People on the Right may say that they do, of course, support all sorts of state activities but, regrettably, when they appear on TV, radio or in newspapers it's invariably to explain why the state should be smaller in one or other particular area of national activity. For obvious reasons that's particularly true at the moment.

This is dangerous politics. A party that cannot say positive things about the role of government - or that does not appear to say positive things about the role of government - is a party that is out of step with public opinion. A ConHome/YouGov poll that I published last week found that only a measly 5% of the British people want to be "almost completely free of both government control and assistance". 25% want "a society where government plays a big role in society" and another 61% want "a society where government plays a limited role in society, providing services and a safety net in hard times". The full survey results are here.

The chart below points to what the public would most like government to do:

Click on chart to enlarge.

Chart role of government5

We didn't ask about every conceivable activity but there are six activities - identified in YouGov's exclusive poll for ConHome - where voters recognise a very considerable role for government:

  1. Maintaining law and order;
  2. Providing healthcare;
  3. Making provisions for unemployment, sickness or disability;
  4. Providing education;
  5. Building road and transport networks;
  6. Collecting and disposing of rubbish.

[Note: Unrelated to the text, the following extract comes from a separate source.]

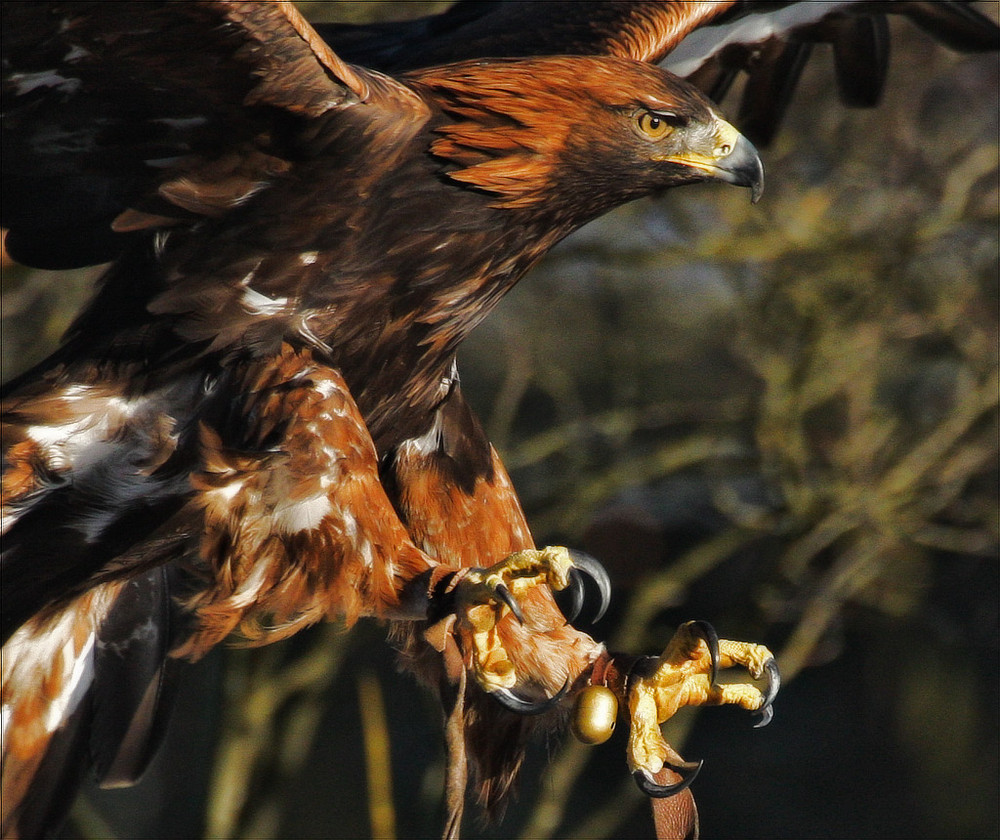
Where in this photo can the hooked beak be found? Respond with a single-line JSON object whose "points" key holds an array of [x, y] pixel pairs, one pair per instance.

Conservative MPs and activists appearing in the media and thinking about the public presentation of Tory policies need to be as ready to affirm what they do think are legitimate roles for government as well as being ready to talk about what they want to cut or trim. The public will be more ready to trust the Conservative Party with making what they see as necessary cuts if they believe that we have a heartfelt and intellectual commitment to certain core government functions and those functions are more than fighting crime and maintaining the armed forces.

Let me give the last word to Margaret Thatcher. This is what the Iron Lady said in 1988, in a speech to the Church of Scotland:

"It is on the family that we in government build our own policies for welfare, education and care. You recall that Timothy was warned by St. Paul that anyone who neglects to provide for his own house (meaning his own family) has disowned the faith and is "worse than an infidel". We must recognise that modern society is infinitely more complex than that of Biblical times and of course new occasions teach new duties. In our generation, the only way we can ensure that no-one is left without sustenence, help or opportunity, is to have laws to provide for health and education, pensions for the elderly, succour for the sick and disabled."

Quite right. The family is the building block of a free and compassionate society but the government has vital and central roles - and those roles extend beyond nightwatchman functions.